NameLab Inc.
- Company type: Private
- Industry: Branding, Naming services
- Headquarters: San Francisco, California, United States
- Area served: Worldwide
- Products: Business and product naming services

= NameLab =

Brand-naming company

NameLab Inc. is an American company based in San Francisco, California that provides business and product naming services.

==Naming ==
The naming process includes identifying appropriate words and "making them a thing." Smaller than a word is a morpheme, the building block from which marketing names, such as "Lumina" are formed.

One example is how NameLab used the prefix "Acu" to help form "Acura." The prefix "Acu," which denotes "precise" in Latin and several other languages, fit the name with qualities of precision and engineering for Honda's luxury division.

The term "In-capping" involves joining and capitalizing multiple words and describes the name NameLab. It worked for clients such as AutoZone. A NameLab competitor used the idea to change its own name from Millennium Groupe to NeuVision Group LLC in the year 2000.

NameLab's Bachrach defended his business, saying, "If you make up a word, you will have much stronger proprietary rights." Also, just as do-it-yourself tax filers are H&R Block's largest competitor, the name-it-yourself approach can work: Yext named itself by combining Next and Yellow Pages.

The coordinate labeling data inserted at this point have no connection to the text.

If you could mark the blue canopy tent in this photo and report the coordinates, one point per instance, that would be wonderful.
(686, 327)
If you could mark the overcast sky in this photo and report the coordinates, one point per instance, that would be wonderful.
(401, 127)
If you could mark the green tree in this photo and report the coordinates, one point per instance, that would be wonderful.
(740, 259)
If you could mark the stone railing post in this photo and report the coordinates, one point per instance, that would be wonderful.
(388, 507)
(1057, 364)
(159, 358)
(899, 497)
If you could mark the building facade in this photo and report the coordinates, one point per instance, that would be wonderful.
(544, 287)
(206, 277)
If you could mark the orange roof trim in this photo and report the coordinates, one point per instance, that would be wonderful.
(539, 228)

Naming can involve psychologists, linguists and semanticists. A supporting process helps convince companies on what they're doing: STAR - "Segmentation Through Attitudinal Restructuring".

Advertising guru Al Ries said, "The name is the single most important decision you'll ever make as a company."

Much of the company's work is for naming products, with related suggestions for product characteristics, such as the color of a pill. Another part of this work is to verify that the suggested name is not already in use.

== History ==
The firm was started by Ira N. Bachrach, an electrical engineer with a Ph.D. in linguistics, in San Francisco, California in 1981.

Clients included Procter & Gamble, Johnson & Johnson, Coors, Chrysler, Federal Express, Nissan, Compaq Computer Corp. and PepsiCo.

The high point of its success was the tech boom of the late 1990s, because many startups sought names that would attract investors.